The area of the elastic conductive coil increases at a constant speed = 0.5 m ^ 2 / s. The coil is in a uniform magnetic field, the induction modulus of which is B = 0.1 T. Determine the EMF of self-induction at times t0 = 0 and t1 = 3 s /, if the lines of induction of the magnetic field are perpendicular to the plane of the loop?

ΔS / Δt = 0.5 m2 / s.
B = 0.1 T.
t0 = 0 s.
t1 = 3 s.
∠β = 90 °.
EMF -?
According to Faraday’s law of electromagnetic induction, the electromotive force of induction is directly proportional to the rate of change in the magnetic flux: EMF = – ΔF / Δt.
The “-” sign shows the direction of the current in the circuit.
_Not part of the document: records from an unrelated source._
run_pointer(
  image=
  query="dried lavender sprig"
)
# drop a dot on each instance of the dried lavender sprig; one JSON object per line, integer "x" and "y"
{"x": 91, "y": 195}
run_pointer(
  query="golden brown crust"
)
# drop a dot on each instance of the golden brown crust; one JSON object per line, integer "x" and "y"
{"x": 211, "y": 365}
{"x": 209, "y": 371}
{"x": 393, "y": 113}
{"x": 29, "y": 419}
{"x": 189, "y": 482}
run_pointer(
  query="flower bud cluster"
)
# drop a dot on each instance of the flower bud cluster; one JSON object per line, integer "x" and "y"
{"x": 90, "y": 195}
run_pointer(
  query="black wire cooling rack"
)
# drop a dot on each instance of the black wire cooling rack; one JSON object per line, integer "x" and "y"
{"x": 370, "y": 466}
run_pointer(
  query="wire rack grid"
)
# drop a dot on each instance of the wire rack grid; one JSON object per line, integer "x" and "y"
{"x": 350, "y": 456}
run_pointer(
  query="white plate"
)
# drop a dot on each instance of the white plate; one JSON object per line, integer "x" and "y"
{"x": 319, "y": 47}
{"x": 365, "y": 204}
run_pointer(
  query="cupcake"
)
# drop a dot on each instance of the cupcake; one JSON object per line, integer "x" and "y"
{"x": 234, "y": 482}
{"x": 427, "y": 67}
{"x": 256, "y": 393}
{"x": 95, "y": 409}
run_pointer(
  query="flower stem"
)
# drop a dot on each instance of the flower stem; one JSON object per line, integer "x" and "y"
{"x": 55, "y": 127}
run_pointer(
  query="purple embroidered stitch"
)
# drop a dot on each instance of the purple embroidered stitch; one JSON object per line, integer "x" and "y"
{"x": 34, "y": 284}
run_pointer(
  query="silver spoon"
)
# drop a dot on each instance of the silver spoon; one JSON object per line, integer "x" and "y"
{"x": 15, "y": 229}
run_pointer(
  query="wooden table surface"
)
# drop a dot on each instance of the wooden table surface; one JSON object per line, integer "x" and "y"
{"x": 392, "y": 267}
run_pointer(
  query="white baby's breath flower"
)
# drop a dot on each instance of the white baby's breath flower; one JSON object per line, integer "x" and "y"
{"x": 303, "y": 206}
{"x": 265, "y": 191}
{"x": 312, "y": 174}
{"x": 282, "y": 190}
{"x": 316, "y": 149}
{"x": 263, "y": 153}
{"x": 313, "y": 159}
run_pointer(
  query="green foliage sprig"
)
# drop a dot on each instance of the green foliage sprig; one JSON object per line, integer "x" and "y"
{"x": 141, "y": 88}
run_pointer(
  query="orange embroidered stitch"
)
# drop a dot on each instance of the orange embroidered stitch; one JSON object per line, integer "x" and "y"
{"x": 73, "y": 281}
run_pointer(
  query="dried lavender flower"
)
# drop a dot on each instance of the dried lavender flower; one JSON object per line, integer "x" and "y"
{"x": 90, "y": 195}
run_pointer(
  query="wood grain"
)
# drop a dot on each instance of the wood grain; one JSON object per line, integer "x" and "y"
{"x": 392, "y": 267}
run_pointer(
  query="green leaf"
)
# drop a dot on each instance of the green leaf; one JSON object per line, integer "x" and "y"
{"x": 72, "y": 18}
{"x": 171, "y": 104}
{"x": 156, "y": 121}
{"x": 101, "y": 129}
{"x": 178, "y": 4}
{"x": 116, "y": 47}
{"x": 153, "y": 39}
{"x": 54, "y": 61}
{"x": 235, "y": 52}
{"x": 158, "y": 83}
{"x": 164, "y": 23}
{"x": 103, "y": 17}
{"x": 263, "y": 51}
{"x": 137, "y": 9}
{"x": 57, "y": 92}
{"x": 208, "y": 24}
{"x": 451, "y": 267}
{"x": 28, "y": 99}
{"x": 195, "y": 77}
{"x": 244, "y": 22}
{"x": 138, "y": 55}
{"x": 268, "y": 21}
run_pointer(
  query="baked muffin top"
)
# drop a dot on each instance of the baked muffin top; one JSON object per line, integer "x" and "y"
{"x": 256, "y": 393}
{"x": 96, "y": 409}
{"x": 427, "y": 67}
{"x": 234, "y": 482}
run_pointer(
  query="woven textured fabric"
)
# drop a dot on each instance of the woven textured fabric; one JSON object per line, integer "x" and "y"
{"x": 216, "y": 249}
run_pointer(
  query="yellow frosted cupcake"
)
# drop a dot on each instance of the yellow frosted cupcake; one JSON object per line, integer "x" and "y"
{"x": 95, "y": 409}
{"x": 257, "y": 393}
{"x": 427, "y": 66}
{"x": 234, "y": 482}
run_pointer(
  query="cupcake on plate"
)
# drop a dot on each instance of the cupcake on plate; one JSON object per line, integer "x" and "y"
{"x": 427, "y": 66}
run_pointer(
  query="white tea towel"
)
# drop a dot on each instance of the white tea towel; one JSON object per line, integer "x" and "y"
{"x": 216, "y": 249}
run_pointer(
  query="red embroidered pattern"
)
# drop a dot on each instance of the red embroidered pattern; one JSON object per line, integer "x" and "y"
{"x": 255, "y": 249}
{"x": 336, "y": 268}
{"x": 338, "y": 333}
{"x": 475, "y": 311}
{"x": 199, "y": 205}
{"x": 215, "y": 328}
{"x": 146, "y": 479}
The change in magnetic flux ΔФ is expressed by the formula: ΔФ = Ф1 – Ф0 = B * S1 * cosα – B * S0 * cosα = B * cosα * ΔS.
∠α = 90 ° – ∠β = 0 °.
cos0 ° = 1.
ΔФ = B * ΔS.
EMF = ΔF / Δt = B * ΔS / Δt.
EMF = 0.1 T * 0.5 m2 / s = 0.05 V.
Answer: EMF = 0.05 V appears in the circuit.